On 1 January 2018 FBGL acquired some corporate bonds issued by Corporate Services Limited. These bonds had a ‘face value’ of $1 million and offered a coupon rate of interest of 10 per cent paid annually ($100,000 per year paid in arrears on 1 January). The principal of $1 million will be repaid on 1 January 2022. At the time, the market only required a rate of return of 8 per cent. Assume there were no initial direct costs associated with buying the bonds.
Required:
Andrew has requested that you:
(a)Prepare a report to him explaining why FBGL had to pay more than $1 million for the bonds, and what is meant by the effective interest rate and its relevance under NZ IFRS 9 Financial Instruments. Illustrate this by calculating the fair value (present value of the future cash flows) of the bonds at the date of issue.

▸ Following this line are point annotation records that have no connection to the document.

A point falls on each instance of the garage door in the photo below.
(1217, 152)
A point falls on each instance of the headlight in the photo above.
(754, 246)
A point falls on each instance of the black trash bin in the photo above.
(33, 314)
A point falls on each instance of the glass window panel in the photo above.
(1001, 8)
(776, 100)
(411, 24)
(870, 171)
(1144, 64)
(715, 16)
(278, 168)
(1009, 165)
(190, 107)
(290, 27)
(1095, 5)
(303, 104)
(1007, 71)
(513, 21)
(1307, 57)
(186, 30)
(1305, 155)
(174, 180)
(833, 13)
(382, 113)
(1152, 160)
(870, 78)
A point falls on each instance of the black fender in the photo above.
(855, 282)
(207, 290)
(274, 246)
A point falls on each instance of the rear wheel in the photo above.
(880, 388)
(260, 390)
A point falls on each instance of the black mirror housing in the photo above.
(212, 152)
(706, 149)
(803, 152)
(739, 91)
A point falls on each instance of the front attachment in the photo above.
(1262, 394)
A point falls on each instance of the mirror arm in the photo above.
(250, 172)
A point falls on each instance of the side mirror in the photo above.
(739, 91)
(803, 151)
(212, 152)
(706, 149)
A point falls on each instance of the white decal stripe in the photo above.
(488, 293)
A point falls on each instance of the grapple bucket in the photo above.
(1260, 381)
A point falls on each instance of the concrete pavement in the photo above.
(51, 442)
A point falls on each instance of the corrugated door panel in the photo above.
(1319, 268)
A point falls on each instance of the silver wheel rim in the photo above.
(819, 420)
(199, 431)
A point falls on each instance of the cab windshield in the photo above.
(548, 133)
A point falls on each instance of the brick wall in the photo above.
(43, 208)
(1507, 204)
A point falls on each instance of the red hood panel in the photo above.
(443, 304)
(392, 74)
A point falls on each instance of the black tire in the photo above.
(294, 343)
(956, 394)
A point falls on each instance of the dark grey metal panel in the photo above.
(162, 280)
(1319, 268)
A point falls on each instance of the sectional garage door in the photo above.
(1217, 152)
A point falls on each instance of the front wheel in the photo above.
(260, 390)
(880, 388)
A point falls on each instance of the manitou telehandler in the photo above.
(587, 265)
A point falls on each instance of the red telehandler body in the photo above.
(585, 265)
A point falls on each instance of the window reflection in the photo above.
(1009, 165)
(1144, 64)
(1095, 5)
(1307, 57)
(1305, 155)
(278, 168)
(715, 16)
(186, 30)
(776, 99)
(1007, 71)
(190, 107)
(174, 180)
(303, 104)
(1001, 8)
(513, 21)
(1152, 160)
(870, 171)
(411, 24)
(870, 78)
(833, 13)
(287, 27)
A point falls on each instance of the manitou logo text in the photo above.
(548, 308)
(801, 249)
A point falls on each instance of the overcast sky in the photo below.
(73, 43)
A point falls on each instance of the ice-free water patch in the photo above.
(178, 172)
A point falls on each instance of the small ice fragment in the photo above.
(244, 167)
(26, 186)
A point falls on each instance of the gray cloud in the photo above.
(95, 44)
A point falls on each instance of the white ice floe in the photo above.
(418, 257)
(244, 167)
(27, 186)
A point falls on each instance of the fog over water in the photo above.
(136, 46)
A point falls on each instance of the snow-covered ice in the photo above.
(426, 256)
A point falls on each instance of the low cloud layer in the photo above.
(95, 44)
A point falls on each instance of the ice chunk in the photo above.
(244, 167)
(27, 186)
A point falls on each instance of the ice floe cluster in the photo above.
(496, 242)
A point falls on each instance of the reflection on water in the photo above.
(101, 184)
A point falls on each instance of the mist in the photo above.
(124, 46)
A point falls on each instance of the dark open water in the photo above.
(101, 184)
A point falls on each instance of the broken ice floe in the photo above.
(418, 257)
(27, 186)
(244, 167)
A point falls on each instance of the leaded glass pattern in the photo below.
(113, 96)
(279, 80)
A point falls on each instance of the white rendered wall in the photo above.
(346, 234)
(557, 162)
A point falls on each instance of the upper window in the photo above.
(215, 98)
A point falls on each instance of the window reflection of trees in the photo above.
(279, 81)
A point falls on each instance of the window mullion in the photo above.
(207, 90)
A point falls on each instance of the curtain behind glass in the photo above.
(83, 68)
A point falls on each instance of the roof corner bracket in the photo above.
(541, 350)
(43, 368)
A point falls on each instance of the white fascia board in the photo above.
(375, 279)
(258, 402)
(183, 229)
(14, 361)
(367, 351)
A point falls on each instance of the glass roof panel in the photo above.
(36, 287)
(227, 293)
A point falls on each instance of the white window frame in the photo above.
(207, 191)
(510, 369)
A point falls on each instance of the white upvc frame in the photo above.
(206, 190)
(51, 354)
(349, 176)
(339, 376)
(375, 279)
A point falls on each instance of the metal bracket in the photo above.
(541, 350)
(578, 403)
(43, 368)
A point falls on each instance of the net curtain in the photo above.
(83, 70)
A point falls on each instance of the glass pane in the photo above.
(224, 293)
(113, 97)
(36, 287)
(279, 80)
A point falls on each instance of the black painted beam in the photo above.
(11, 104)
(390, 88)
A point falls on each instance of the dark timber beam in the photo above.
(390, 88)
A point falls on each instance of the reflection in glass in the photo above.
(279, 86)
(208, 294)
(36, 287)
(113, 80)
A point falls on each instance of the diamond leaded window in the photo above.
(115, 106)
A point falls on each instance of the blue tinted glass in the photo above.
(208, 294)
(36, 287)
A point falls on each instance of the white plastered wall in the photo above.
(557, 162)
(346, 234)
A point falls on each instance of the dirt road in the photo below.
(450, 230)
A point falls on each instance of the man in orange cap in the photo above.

You are not required to include references to relevant paragraphs of NZ IFRS 9 or NZ IAS 32 in your report to Andrew. You must use your own words (i.e. you can paraphrase but not copy from the standards and other material. You do not need to cite your information sources).
(b)Using the fair value of the bonds at issue date from (a) above, prepare the amortisation schedule for the bonds in accordance with NZ IFRS 9 Financial Instruments (Andrew expects you to prepare the schedule on an Excel spreadsheet).
(c)Prepare the journal entries in respect of the bonds on 31 December 2020 and 1 January 2021.